Jerez de la Frontera (Cádiz) – Properties cost an average of €155,563 in the municipality of Jerez de la Frontera, or Jerez as it’s commonly referred to. It’s located in the Cádiz province of Andalusia and is a real piece of ‘traditional’ Spain. Jerez city is a decent-sized place with a little over 200,000 people and is known for horses, flamenco dancing and sherry, as well as the Alcázar de Jerez, an 11th-century fortress that harks back to Andalusia’s Moorish past.

READ ALSO: Is it better to buy or rent in Spain right now?

Torrevieja (Alicante) – Another municipality in Alicante and another incredibly popular with foreign homeowners.
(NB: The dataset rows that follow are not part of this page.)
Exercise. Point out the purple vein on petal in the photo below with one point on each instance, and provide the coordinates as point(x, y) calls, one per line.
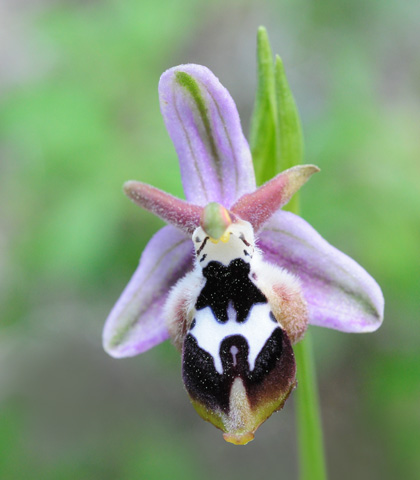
point(177, 212)
point(204, 126)
point(339, 292)
point(136, 323)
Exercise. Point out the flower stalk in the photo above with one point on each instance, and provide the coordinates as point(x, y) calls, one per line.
point(275, 111)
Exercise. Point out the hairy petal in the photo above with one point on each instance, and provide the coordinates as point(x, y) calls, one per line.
point(257, 207)
point(179, 213)
point(204, 125)
point(339, 292)
point(136, 323)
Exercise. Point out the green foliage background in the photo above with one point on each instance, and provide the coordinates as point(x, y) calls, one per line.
point(79, 115)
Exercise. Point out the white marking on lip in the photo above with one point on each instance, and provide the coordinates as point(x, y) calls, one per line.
point(256, 330)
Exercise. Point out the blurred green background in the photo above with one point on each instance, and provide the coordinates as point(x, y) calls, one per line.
point(79, 115)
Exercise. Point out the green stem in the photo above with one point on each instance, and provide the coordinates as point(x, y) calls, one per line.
point(277, 143)
point(310, 438)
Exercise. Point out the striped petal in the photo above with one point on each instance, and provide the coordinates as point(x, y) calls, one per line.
point(339, 292)
point(136, 323)
point(204, 125)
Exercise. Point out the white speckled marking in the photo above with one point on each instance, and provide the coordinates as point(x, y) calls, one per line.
point(256, 329)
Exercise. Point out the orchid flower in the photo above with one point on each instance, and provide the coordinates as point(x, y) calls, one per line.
point(233, 280)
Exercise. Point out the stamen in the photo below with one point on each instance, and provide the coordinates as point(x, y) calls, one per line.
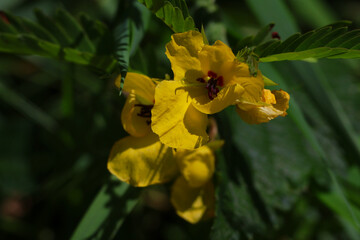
point(145, 111)
point(211, 74)
point(220, 81)
point(212, 82)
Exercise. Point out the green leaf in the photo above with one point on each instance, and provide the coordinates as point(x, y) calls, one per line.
point(332, 41)
point(173, 13)
point(52, 39)
point(128, 35)
point(262, 34)
point(26, 107)
point(107, 212)
point(251, 41)
point(269, 82)
point(78, 37)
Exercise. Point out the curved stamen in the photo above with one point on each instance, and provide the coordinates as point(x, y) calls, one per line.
point(145, 111)
point(212, 82)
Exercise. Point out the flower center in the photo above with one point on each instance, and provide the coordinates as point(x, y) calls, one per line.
point(213, 82)
point(145, 111)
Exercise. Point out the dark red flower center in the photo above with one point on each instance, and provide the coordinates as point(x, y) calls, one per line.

Properties here go for an average of €155,787. Torrevieja itself has a population of 82,000 and is another coastal town, but also has nature trails and salt plains nearby.

Murcia (Murcia) – Murcia is often overlooked, wedged between Alicante and Andalusia, but you could grab a bargain here with average prices of €157,119. Murcia capital is a bustling city of almost 450,000 people, and is strategically placed for trips to the Costa Blanca, Costa Calida, Costa del Sol, and Costa de Almeria.

Parla (Madrid) – The municipality of Parla lies just 20km south of Madrid and the town of the same name is home to 130,000 residents. It’s a great commuter area for those who work in Getafe or the capital. A house here costs an average of €160,652. 

Salamanca (Castilla y León) – The municipality of Salamanca surrounds the capital of Salamanca in Castilla y León in northwestern Spain. Buying a property in this area costs an average of €162,909. The main city of Salamanca is known for its university, which is the oldest in Spain and dates back to 1218. Understandably, much of Salamanca’s roughly 150,000 residents are students, which gives the town a lively atmosphere.

Burgos (Castilla y León) – Another northwestern Castilla y León municipality, is Burgos has around, where you can buy a house for just €163,164. The city of Burgos has around 180,000 inhabitants and is known for its medieval architecture and grand cathedral. 

Dos Hermanas (Sevilla) – The second most populous municipality in the province of Seville, properties cost an average of €163.274 here. The Andalusian town is just 15km south of Seville, making it great for commuters or those who want plenty of culture nearby.